I think this book would make a really great novel. D'Souza paints this really compelling fiction about the president of the United States, and if I read a similar account about a fictional President I'd think it was a really cool story. Unfortunately, this book is marketed as NON-fiction, which means that the author has the burden of demonstrating that his ideas are true, or at least plausible.
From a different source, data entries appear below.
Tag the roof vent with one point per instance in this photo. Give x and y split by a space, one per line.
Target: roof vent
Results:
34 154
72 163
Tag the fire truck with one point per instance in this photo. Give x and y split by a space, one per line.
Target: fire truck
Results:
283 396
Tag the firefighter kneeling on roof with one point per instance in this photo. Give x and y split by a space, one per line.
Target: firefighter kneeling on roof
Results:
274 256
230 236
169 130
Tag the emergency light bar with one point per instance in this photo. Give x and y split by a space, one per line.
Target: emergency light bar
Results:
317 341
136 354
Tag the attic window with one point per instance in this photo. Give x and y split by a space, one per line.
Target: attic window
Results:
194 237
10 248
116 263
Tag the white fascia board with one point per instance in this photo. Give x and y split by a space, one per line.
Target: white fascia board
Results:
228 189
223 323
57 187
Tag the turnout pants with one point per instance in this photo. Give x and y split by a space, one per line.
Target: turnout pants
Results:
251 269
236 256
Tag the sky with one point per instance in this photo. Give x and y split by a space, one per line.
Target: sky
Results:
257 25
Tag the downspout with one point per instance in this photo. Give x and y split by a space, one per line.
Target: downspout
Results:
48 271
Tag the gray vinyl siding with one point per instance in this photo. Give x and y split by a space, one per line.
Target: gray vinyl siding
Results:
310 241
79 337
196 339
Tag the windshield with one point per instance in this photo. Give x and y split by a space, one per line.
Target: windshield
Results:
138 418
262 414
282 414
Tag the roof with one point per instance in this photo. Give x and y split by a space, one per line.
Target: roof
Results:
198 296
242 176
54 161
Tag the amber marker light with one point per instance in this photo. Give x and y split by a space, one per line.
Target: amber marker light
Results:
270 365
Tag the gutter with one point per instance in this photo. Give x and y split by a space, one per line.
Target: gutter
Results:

Dinesh D'Souza's whole premise is that Barack Obama really wants America (and the west) to fail, all as part of an elaborate Revenge Fantasy to make America pay for all of colonialism. Every single thing that, in D'Souza's eyes, was either a failure or a bad idea, is attributed to anti-colonialism. His formula is straightforward: Take a policy, explain why it doesn't work. Explain why conservatives don't like it. Explain that Obama isn't actually a socialist or Muslim or whatever, as most conservatives think, but just wants America to fail. D'Souza does a lot of pandering by pretending to be objective by poo-poo-ing conservative criticisms in favor of his own.
D'Souza relies too heavily on Obama Sr.'s criticisms of Colonialism without actually establishing any actual links between Obama Jr. and those philosophies. He talks about both father and son, but does little to show philosophical connections other than by vague insinuation. D'Souza also has a habit of trying to "prove" his theory by using it to make "predictions" about events whose outcome is already known. That's not a prediction, especially when the outcomes were already probable and the situations are cherry-picked. There are a few times where *future* predictions are made, and rather than predicting nefarious actions, D'Souza predicts fairly mundane outcomes, just with secretly nefarious intentions. i.e. Expanding environmental policy, but *not for the reasons you think!*
In the absence of actual facts and evidence, D'Souza relies almost entirely on innuendo and suspicion. There is little to tie Obama's actions and decisions (both good and bad) to any elaborate Anti-Colonial Revenge scheme.
Dinesh D'Souza's books used to be better. Either the election forced a deadline that precluded real research for this, or Dinesh D'Souza is turning into the next Jerome Corsi (a laugable conspiracy theorist who is more a punchline than an author).